À la suite de ce conseil, Krusenstern prit la résolution d’abandonner son navire et d’essayer avec son équipage d’atteindre la côte qui se trouvait à l’est.

En conséquence, la chaloupe fut chargée ; on y mit deux cent cinquante kilogrammes de biscuit, quelques jambons, une dizaine de litres de rhum, une caisse renfermant les instruments, les livres et les cartes nécessaires pour la route, quatre grandes couvertures de peau de mouton. Chaque homme s’étant fait un sac en toile à voile, y mit une chemise et trente-cinq livres de biscuit, plaça au-dessus une grande pelisse samoyède, appelée malitza, et prit à la main une pique pour sonder la glace et s’aider à franchir les crevasses. Tout le monde se vêtit de ses meilleurs effets, et, autant que possible, emporta une paire de bottes de rechange.

Jusqu’ici, nous n’avons donné qu’un extrait, aussi exact que possible, du rapport de M. Krusenstern, afin d’éviter au lecteur des détails techniques et des répétitions qu’il eût peut-être trouvées monotones ; mais au moment où le courageux officier, avec sa petite troupe, va s’engager dans son douloureux voyage, nous lui rendons la parole pour en décrire les terribles péripéties et la délivrance inespérée qui couronna ses énergiques efforts.


II

RÉCIT DU LIEUTENANT KRUSENSTERN.

L’équipage abandonne la goëlette l’Iermack dans les glaces. — En route on abandonne aussi la chaloupe et les traîneaux. — Prière. — Le forgeron Sitnikov. — Accident. — Clairières. — Navigation sur des morceaux de glace. — Vue de la terre. — Morses. — La faim. — Espoir trompé. — Les tombeaux. — Un renard. — Vol. — Le matelot Ponowa. — On atteint la terre. — Tente des Karachins. — Hospitalité de Setch-Sirdetto. — Le fleuve Obi. — Le chef Egor. — Obdorsk. — Tempête de neige. — Retour à Kouia.

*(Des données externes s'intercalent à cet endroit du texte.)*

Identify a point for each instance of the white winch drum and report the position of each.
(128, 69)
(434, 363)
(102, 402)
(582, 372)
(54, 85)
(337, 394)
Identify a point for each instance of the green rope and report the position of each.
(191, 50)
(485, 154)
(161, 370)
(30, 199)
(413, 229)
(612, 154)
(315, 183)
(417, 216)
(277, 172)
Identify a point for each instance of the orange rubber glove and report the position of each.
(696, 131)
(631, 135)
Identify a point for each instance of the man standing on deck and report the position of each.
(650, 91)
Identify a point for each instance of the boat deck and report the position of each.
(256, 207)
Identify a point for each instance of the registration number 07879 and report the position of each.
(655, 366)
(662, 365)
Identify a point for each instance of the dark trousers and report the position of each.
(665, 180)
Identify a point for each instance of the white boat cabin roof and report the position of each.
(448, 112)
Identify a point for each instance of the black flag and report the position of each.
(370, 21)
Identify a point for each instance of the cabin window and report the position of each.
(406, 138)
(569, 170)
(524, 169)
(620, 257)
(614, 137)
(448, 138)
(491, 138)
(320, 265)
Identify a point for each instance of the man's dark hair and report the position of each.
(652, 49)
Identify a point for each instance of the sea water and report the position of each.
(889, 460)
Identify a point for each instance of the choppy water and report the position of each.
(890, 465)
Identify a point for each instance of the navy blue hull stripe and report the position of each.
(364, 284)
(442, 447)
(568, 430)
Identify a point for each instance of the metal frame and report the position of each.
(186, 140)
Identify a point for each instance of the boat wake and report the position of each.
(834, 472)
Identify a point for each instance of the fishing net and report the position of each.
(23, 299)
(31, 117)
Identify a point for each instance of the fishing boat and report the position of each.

Le 8 septembre, il faisait une faible brise du sud ; les hommes se disposèrent au départ, cousant leurs sacs et préparant les sangles pour traîner la chaloupe. Je renfermai les instruments et mis à l’abri les provisions sèches, partie dans la dunette, partie sous la tente. Je ne laissai rien dans la cale. Le rhum blanc, le sucre, le thé, et deux grands barils d’eau-de-vie, avec beaucoup d’autres provisions, furent placés dans le carré. J’avais l’intention de me mettre en route de bonne heure le lendemain ; c’est pourquoi j’envoyai l’équipage se coucher plutôt qu’à l’ordinaire ; je donnai l’ordre au coq de préparer à déjeuner pour quatre heures du matin.

Le 9, le thermomètre marquait 4° Réaumur, le vent ayant passé dans la nuit par le nord-ouest du nord-nord-est. Je fis éveiller l’équipage à quatre heures, après un bon déjeuner où le cambusier n’avait pas épargné les vivres ; chaque homme s’habilla de ses plus chauds vêtements, et à six heures et demie tout le monde fut prêt à se mettre en route. Je laissai sur la table de ma chambre, comme document, une courte description de notre position, l’époque à laquelle j’abandonnai mon navire, par quelles latitudes et longitudes, avec combien d’hommes, leurs noms et le but que nous nous proposions.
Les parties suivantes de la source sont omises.